The Conservatives in both Ottawa and Toronto have at last done us the favour of revealing their true selves. At the provincial and at the federal level, the Tories have now made clear they are against refugees. Day after day, they move to an increasingly anti-migrant position.
This week, the federal Conservatives posted a ghastly image to twitter, showing someone — a black man — crossing a moat at the border on a bridge made of Prime Minister Justin Trudeau’s tweet welcoming refugees. It is by turns racist, inflammatory, and dishonest. There is, for example, no border moat where refugee claimants are crossing, it’s just a ditch a few feet wide.
Unsurprisingly, the party deleted the ghoulish tweet soon after.

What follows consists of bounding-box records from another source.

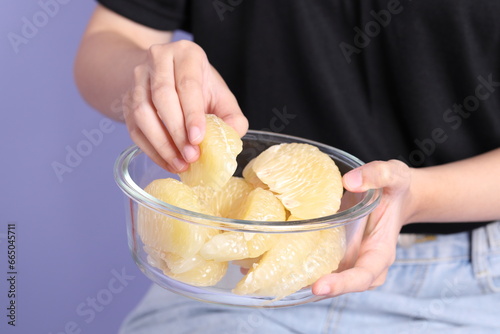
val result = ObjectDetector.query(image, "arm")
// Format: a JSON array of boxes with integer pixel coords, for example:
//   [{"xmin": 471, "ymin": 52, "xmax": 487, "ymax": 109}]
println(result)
[
  {"xmin": 75, "ymin": 6, "xmax": 248, "ymax": 172},
  {"xmin": 313, "ymin": 149, "xmax": 500, "ymax": 297},
  {"xmin": 409, "ymin": 149, "xmax": 500, "ymax": 222}
]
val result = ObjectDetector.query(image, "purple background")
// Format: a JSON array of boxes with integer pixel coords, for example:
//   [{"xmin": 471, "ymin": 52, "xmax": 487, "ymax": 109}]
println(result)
[{"xmin": 0, "ymin": 0, "xmax": 190, "ymax": 334}]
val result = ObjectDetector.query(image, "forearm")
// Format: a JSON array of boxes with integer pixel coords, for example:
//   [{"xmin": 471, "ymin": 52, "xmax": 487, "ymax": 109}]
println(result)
[{"xmin": 409, "ymin": 149, "xmax": 500, "ymax": 222}]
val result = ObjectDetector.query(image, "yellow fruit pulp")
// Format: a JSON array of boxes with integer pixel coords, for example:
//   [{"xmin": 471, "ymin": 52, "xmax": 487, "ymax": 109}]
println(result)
[
  {"xmin": 200, "ymin": 188, "xmax": 286, "ymax": 261},
  {"xmin": 193, "ymin": 176, "xmax": 253, "ymax": 219},
  {"xmin": 233, "ymin": 231, "xmax": 320, "ymax": 295},
  {"xmin": 250, "ymin": 143, "xmax": 343, "ymax": 219},
  {"xmin": 138, "ymin": 179, "xmax": 227, "ymax": 286},
  {"xmin": 179, "ymin": 114, "xmax": 243, "ymax": 189},
  {"xmin": 138, "ymin": 115, "xmax": 346, "ymax": 299},
  {"xmin": 257, "ymin": 226, "xmax": 345, "ymax": 299}
]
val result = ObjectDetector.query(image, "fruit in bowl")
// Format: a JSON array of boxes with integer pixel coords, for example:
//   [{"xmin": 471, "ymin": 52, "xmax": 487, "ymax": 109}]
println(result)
[{"xmin": 115, "ymin": 115, "xmax": 379, "ymax": 307}]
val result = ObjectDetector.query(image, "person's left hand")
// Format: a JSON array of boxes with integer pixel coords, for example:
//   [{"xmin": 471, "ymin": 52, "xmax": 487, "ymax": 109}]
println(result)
[{"xmin": 312, "ymin": 160, "xmax": 414, "ymax": 297}]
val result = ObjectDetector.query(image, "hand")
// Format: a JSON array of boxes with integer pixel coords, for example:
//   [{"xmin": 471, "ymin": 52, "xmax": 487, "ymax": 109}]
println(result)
[
  {"xmin": 123, "ymin": 41, "xmax": 248, "ymax": 173},
  {"xmin": 312, "ymin": 160, "xmax": 413, "ymax": 297}
]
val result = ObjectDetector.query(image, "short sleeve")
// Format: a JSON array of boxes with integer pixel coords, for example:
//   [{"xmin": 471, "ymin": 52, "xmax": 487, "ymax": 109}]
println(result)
[{"xmin": 97, "ymin": 0, "xmax": 189, "ymax": 31}]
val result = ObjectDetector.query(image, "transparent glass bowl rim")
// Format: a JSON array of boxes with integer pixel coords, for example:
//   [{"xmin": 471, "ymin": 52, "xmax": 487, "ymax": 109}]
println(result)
[{"xmin": 114, "ymin": 130, "xmax": 381, "ymax": 233}]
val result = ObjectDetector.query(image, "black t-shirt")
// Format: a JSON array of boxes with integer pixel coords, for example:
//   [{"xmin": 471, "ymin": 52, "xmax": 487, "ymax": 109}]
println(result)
[{"xmin": 99, "ymin": 0, "xmax": 500, "ymax": 233}]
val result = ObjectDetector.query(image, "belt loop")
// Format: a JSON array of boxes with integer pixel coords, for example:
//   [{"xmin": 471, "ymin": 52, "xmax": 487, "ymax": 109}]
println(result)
[{"xmin": 471, "ymin": 226, "xmax": 489, "ymax": 292}]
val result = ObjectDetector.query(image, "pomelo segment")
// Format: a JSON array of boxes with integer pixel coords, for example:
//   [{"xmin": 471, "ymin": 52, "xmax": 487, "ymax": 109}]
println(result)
[
  {"xmin": 179, "ymin": 114, "xmax": 243, "ymax": 189},
  {"xmin": 138, "ymin": 178, "xmax": 220, "ymax": 257},
  {"xmin": 193, "ymin": 176, "xmax": 253, "ymax": 219},
  {"xmin": 200, "ymin": 188, "xmax": 286, "ymax": 261},
  {"xmin": 233, "ymin": 231, "xmax": 320, "ymax": 296},
  {"xmin": 247, "ymin": 143, "xmax": 343, "ymax": 219}
]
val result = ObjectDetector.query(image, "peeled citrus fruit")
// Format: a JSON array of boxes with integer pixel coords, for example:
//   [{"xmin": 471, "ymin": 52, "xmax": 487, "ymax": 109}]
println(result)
[
  {"xmin": 138, "ymin": 179, "xmax": 220, "ymax": 257},
  {"xmin": 179, "ymin": 114, "xmax": 243, "ymax": 189},
  {"xmin": 243, "ymin": 158, "xmax": 269, "ymax": 189},
  {"xmin": 138, "ymin": 179, "xmax": 227, "ymax": 286},
  {"xmin": 145, "ymin": 246, "xmax": 227, "ymax": 286},
  {"xmin": 193, "ymin": 176, "xmax": 253, "ymax": 219},
  {"xmin": 247, "ymin": 143, "xmax": 343, "ymax": 219},
  {"xmin": 233, "ymin": 231, "xmax": 320, "ymax": 296},
  {"xmin": 200, "ymin": 188, "xmax": 286, "ymax": 261},
  {"xmin": 257, "ymin": 226, "xmax": 345, "ymax": 299}
]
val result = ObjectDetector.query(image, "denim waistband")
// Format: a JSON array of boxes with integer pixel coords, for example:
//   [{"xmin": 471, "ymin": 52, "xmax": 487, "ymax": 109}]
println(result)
[{"xmin": 396, "ymin": 222, "xmax": 500, "ymax": 263}]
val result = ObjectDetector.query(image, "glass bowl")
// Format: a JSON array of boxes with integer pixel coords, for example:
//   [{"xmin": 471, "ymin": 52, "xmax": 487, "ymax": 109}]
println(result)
[{"xmin": 114, "ymin": 130, "xmax": 380, "ymax": 308}]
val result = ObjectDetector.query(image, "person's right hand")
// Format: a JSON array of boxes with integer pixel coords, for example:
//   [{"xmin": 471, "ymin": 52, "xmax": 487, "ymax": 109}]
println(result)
[{"xmin": 123, "ymin": 40, "xmax": 248, "ymax": 173}]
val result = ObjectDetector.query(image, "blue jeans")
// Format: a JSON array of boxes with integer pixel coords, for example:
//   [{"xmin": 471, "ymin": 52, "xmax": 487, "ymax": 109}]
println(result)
[{"xmin": 120, "ymin": 222, "xmax": 500, "ymax": 334}]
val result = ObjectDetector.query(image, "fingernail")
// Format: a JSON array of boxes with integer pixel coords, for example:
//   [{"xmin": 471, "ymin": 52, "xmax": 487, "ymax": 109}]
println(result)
[
  {"xmin": 172, "ymin": 158, "xmax": 186, "ymax": 171},
  {"xmin": 189, "ymin": 126, "xmax": 201, "ymax": 144},
  {"xmin": 182, "ymin": 145, "xmax": 198, "ymax": 162},
  {"xmin": 344, "ymin": 170, "xmax": 363, "ymax": 189},
  {"xmin": 318, "ymin": 284, "xmax": 332, "ymax": 296}
]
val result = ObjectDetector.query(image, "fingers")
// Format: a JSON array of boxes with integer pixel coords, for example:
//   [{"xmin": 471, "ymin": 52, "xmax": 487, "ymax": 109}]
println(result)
[
  {"xmin": 210, "ymin": 67, "xmax": 248, "ymax": 137},
  {"xmin": 124, "ymin": 41, "xmax": 248, "ymax": 173},
  {"xmin": 343, "ymin": 160, "xmax": 410, "ymax": 192},
  {"xmin": 123, "ymin": 66, "xmax": 187, "ymax": 173},
  {"xmin": 312, "ymin": 244, "xmax": 393, "ymax": 297}
]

The week before, the provincial Tories were tearing up an agreement with the feds aimed at helping with the resettlement of refugees. This earned several stern rebukes from the Liberals in Ottawa, including an in-person scolding from Trudeau, and culminated in the federal immigration minister, Ahmed Hussen, calling the PC government’s rhetoric and actions “not Canadian.”
“They’ve chosen to use false language with respect to so-called queue-jumping, when we have told them over and over again there is no such thing,” Hussen said, according to a CBC report. “Asylum seekers are processed in a separate queue at the IRB and all the other regular immigration programs are processed by IRCC, and conflating the two knowingly is irresponsible, it’s divisive, it’s fear-mongering and it’s not Canadian, and it’s very dangerous.”

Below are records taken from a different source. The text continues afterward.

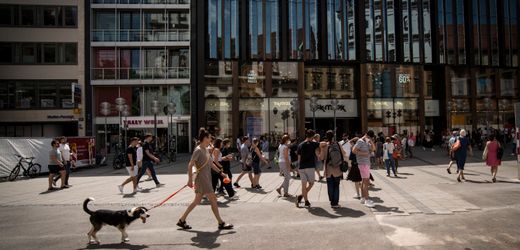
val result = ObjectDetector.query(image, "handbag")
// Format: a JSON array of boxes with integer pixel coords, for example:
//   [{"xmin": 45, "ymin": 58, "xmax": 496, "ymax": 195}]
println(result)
[{"xmin": 482, "ymin": 143, "xmax": 489, "ymax": 161}]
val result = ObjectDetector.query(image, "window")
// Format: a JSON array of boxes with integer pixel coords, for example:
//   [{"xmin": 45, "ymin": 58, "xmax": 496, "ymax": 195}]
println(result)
[
  {"xmin": 63, "ymin": 43, "xmax": 78, "ymax": 64},
  {"xmin": 0, "ymin": 43, "xmax": 13, "ymax": 64}
]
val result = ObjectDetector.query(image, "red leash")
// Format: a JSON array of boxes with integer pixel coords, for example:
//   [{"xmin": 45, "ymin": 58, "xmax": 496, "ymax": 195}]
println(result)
[{"xmin": 148, "ymin": 185, "xmax": 188, "ymax": 210}]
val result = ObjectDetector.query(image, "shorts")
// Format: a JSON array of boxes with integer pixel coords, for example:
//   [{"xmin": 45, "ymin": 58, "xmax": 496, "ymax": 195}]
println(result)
[
  {"xmin": 242, "ymin": 163, "xmax": 251, "ymax": 172},
  {"xmin": 253, "ymin": 162, "xmax": 262, "ymax": 174},
  {"xmin": 126, "ymin": 166, "xmax": 139, "ymax": 177},
  {"xmin": 49, "ymin": 165, "xmax": 59, "ymax": 174},
  {"xmin": 358, "ymin": 164, "xmax": 370, "ymax": 179},
  {"xmin": 298, "ymin": 168, "xmax": 316, "ymax": 184}
]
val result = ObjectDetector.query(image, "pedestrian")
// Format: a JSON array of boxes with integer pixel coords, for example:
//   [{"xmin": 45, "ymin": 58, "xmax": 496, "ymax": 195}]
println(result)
[
  {"xmin": 347, "ymin": 137, "xmax": 363, "ymax": 200},
  {"xmin": 177, "ymin": 128, "xmax": 233, "ymax": 230},
  {"xmin": 251, "ymin": 138, "xmax": 269, "ymax": 189},
  {"xmin": 233, "ymin": 136, "xmax": 254, "ymax": 188},
  {"xmin": 352, "ymin": 130, "xmax": 375, "ymax": 207},
  {"xmin": 137, "ymin": 134, "xmax": 164, "ymax": 187},
  {"xmin": 321, "ymin": 130, "xmax": 346, "ymax": 208},
  {"xmin": 276, "ymin": 135, "xmax": 291, "ymax": 197},
  {"xmin": 296, "ymin": 129, "xmax": 320, "ymax": 207},
  {"xmin": 446, "ymin": 131, "xmax": 458, "ymax": 174},
  {"xmin": 453, "ymin": 129, "xmax": 473, "ymax": 182},
  {"xmin": 314, "ymin": 134, "xmax": 323, "ymax": 182},
  {"xmin": 219, "ymin": 139, "xmax": 235, "ymax": 198},
  {"xmin": 117, "ymin": 137, "xmax": 139, "ymax": 194},
  {"xmin": 53, "ymin": 136, "xmax": 71, "ymax": 187},
  {"xmin": 47, "ymin": 140, "xmax": 68, "ymax": 191},
  {"xmin": 483, "ymin": 134, "xmax": 504, "ymax": 182},
  {"xmin": 383, "ymin": 137, "xmax": 397, "ymax": 177}
]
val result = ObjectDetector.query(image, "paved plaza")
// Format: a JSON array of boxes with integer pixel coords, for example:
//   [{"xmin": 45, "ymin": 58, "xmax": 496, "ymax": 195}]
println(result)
[{"xmin": 0, "ymin": 149, "xmax": 520, "ymax": 249}]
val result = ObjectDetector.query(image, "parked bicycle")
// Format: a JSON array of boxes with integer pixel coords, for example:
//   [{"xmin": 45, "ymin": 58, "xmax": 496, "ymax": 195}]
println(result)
[{"xmin": 7, "ymin": 154, "xmax": 42, "ymax": 181}]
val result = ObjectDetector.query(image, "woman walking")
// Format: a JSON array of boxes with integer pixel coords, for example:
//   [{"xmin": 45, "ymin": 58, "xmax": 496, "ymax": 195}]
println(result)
[
  {"xmin": 484, "ymin": 134, "xmax": 502, "ymax": 182},
  {"xmin": 177, "ymin": 128, "xmax": 233, "ymax": 230},
  {"xmin": 320, "ymin": 130, "xmax": 345, "ymax": 208},
  {"xmin": 276, "ymin": 135, "xmax": 291, "ymax": 197},
  {"xmin": 251, "ymin": 138, "xmax": 269, "ymax": 189},
  {"xmin": 453, "ymin": 129, "xmax": 473, "ymax": 182}
]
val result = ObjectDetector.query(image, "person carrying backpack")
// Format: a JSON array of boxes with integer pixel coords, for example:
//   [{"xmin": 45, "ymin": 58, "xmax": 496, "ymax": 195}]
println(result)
[{"xmin": 320, "ymin": 130, "xmax": 346, "ymax": 208}]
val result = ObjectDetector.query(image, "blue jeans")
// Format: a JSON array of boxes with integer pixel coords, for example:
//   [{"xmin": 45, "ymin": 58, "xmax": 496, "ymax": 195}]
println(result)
[
  {"xmin": 137, "ymin": 161, "xmax": 159, "ymax": 184},
  {"xmin": 385, "ymin": 159, "xmax": 395, "ymax": 175},
  {"xmin": 327, "ymin": 176, "xmax": 341, "ymax": 206}
]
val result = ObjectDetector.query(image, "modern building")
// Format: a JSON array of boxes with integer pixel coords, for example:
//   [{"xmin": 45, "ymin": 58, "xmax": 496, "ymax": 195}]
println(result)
[
  {"xmin": 0, "ymin": 0, "xmax": 88, "ymax": 137},
  {"xmin": 191, "ymin": 0, "xmax": 520, "ymax": 141},
  {"xmin": 88, "ymin": 0, "xmax": 191, "ymax": 152}
]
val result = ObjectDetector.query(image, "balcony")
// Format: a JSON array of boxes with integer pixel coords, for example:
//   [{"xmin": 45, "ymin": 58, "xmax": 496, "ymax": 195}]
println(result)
[
  {"xmin": 91, "ymin": 0, "xmax": 190, "ymax": 4},
  {"xmin": 92, "ymin": 67, "xmax": 190, "ymax": 80},
  {"xmin": 92, "ymin": 29, "xmax": 190, "ymax": 42}
]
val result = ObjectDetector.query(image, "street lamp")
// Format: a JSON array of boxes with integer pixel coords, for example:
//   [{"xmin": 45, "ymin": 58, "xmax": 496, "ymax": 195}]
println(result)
[
  {"xmin": 309, "ymin": 96, "xmax": 318, "ymax": 131},
  {"xmin": 166, "ymin": 102, "xmax": 177, "ymax": 161},
  {"xmin": 330, "ymin": 98, "xmax": 339, "ymax": 137},
  {"xmin": 121, "ymin": 104, "xmax": 130, "ymax": 147},
  {"xmin": 115, "ymin": 97, "xmax": 126, "ymax": 152},
  {"xmin": 100, "ymin": 102, "xmax": 110, "ymax": 156},
  {"xmin": 152, "ymin": 100, "xmax": 159, "ymax": 150}
]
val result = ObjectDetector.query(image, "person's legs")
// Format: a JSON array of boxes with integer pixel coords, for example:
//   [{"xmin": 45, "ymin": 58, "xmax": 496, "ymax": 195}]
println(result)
[
  {"xmin": 179, "ymin": 193, "xmax": 203, "ymax": 221},
  {"xmin": 206, "ymin": 193, "xmax": 224, "ymax": 224}
]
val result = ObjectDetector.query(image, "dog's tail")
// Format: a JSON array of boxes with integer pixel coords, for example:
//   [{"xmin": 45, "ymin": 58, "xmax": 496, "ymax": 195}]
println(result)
[{"xmin": 83, "ymin": 197, "xmax": 94, "ymax": 215}]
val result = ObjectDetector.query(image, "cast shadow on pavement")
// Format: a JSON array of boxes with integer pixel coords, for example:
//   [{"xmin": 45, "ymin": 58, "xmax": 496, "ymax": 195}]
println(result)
[
  {"xmin": 186, "ymin": 229, "xmax": 236, "ymax": 249},
  {"xmin": 307, "ymin": 207, "xmax": 365, "ymax": 219}
]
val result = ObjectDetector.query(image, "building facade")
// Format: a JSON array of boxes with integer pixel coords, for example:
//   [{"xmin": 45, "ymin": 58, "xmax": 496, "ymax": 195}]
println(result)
[
  {"xmin": 0, "ymin": 0, "xmax": 88, "ymax": 137},
  {"xmin": 191, "ymin": 0, "xmax": 520, "ymax": 141},
  {"xmin": 88, "ymin": 0, "xmax": 191, "ymax": 152}
]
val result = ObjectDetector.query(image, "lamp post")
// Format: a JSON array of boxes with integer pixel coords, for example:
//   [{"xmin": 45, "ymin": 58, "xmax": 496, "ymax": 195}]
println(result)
[
  {"xmin": 121, "ymin": 104, "xmax": 130, "ymax": 147},
  {"xmin": 115, "ymin": 97, "xmax": 126, "ymax": 149},
  {"xmin": 309, "ymin": 96, "xmax": 318, "ymax": 131},
  {"xmin": 166, "ymin": 102, "xmax": 177, "ymax": 160},
  {"xmin": 152, "ymin": 100, "xmax": 159, "ymax": 150},
  {"xmin": 330, "ymin": 98, "xmax": 339, "ymax": 137},
  {"xmin": 100, "ymin": 102, "xmax": 111, "ymax": 156}
]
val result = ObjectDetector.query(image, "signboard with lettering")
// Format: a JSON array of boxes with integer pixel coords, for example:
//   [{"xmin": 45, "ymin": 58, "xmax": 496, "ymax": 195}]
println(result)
[{"xmin": 305, "ymin": 99, "xmax": 358, "ymax": 118}]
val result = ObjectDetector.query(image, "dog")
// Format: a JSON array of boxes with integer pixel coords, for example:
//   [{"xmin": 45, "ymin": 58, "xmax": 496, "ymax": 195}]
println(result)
[{"xmin": 83, "ymin": 198, "xmax": 150, "ymax": 244}]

These are without a doubt strong words. But there are occasions that call for strong words, and I think this qualifies. The Tories are deliberately rising the level of panic of irregular crossings by labeling things that are manifestly not a crisis, a crisis.
Anyway, is provincial counterpart, Lisa MacLeod, did not take too kindly to this and did something that, even now, astonishes me.

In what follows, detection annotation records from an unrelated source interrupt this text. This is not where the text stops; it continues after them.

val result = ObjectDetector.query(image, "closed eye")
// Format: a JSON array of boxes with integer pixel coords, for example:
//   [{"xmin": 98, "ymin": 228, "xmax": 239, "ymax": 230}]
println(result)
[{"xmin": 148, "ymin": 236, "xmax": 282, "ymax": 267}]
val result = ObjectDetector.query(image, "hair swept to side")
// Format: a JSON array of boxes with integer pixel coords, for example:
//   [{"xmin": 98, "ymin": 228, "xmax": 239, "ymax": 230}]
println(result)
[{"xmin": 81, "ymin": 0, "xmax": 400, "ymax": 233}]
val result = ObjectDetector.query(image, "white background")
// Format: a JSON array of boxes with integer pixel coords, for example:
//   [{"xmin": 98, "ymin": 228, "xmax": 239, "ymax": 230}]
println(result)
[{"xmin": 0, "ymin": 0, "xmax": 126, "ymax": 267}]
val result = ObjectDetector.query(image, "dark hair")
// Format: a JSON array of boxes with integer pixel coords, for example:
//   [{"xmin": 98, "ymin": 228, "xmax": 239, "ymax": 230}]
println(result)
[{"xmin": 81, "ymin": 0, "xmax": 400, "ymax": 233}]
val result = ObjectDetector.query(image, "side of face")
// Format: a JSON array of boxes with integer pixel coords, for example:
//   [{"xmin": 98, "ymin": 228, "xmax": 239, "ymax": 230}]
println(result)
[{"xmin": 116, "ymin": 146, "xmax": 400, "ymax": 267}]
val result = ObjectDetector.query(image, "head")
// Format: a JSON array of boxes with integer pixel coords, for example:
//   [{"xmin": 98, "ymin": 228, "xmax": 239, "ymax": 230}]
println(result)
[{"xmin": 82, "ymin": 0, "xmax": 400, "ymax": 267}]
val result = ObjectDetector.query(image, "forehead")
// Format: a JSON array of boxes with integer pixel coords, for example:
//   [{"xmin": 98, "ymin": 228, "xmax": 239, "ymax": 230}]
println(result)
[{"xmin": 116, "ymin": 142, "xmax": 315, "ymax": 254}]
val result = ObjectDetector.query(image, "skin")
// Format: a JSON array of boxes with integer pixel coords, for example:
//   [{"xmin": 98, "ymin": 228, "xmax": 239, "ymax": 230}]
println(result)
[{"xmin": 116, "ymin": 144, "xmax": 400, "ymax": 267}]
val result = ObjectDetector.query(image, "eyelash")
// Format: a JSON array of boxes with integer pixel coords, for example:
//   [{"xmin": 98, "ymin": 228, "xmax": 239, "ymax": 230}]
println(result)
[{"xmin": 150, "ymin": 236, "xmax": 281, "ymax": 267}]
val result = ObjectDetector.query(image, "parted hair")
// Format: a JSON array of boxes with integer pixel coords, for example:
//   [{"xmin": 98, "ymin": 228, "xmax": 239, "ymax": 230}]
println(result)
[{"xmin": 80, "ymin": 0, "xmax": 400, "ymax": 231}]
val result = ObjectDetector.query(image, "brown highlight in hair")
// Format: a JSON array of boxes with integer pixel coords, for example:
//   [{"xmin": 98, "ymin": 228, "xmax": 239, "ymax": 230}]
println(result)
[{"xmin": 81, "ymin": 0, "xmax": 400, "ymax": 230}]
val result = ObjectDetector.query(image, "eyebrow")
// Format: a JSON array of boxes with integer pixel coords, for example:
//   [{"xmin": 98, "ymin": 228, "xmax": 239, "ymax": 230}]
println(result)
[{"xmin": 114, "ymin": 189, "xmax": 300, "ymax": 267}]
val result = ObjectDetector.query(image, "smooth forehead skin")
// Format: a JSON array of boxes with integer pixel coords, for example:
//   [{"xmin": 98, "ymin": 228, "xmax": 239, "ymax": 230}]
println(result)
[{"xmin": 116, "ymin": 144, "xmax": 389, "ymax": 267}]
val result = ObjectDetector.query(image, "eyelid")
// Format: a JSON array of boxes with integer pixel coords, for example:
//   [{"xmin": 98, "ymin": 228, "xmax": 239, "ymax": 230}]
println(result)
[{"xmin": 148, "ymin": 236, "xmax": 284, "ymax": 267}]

“Ahmed Hussen called me unCanadian today,” she tweeted. This twists his words, taking what he said about her government’s policies and turned it into a criticism of who she was to garner sympathy. That level of dishonesty is bad enough. But underneath this tweet was attached another, with a photo of her and her family, and the text: “Walking with our daughter whose GG Grandfather served at Vimy & G Grandfather served WW2. Her Dad & Grand Dad in CF.”
The not-so-subtle message here is that the service of her family gives her absolution of criticism —undoubtedly, very strong criticism — and insulates her motives. The message here is her family’s history makes her more Canadian. The message is that military service puts one at a higher level of worth. It is perhaps of note that Hussen was not born in this country.
What these episodes illustrate is the steady creep of immigration rhetoric on the right from something welcoming, to something outright hostile. The federal Tories have been banging the drum for months now, building up to the current crescendo of panic. With reinforcements in Ontario, they’re upping the game. The real crisis is turning out to be the backlash to refugees.
The Liberals, from their bastion in the centre, have decided to blunt some of this criticism by creating a new minister in charge of border security. Bill Blair, the former chief of Toronto’s police force, was unveiled as the new minister of border security and organized crime reduction. It’s an interesting, maybe troubling, amalgam of responsibilities. (What does organized crime have to do with refugee claimants crossing the border, and what even is irregular migration?)
It’s less than ideal that Blair is the man they’ve chosen for this position. His record as a police chief is, shall we say mixed. He was the public face of the response to G20 protests in Toronto, which involved the rounding up of protestors for hours by surrounding them with riot cops. Numerous charges laid that day were subsequently thrown out, and has left a stain on Blair’s reputaion that calls into question his commitment to the Charter of Rights and Freedoms.
On the other hand, Doug Ford loathes him. And this could be a signal the Liberals aren’t about to back down against a newly hostile provincial government.
If we’re lucky, this is a sign the federal government takes the threat their Conservative opponents pose to the country’s acceptance of refugee claimants. I’d prefer not to think too hard what will happen if we’re unlucky. A country moving towards the policies put forward and hinted at by the Conservatives is a mean, dark place.
It would be, in a word, un-Canadian.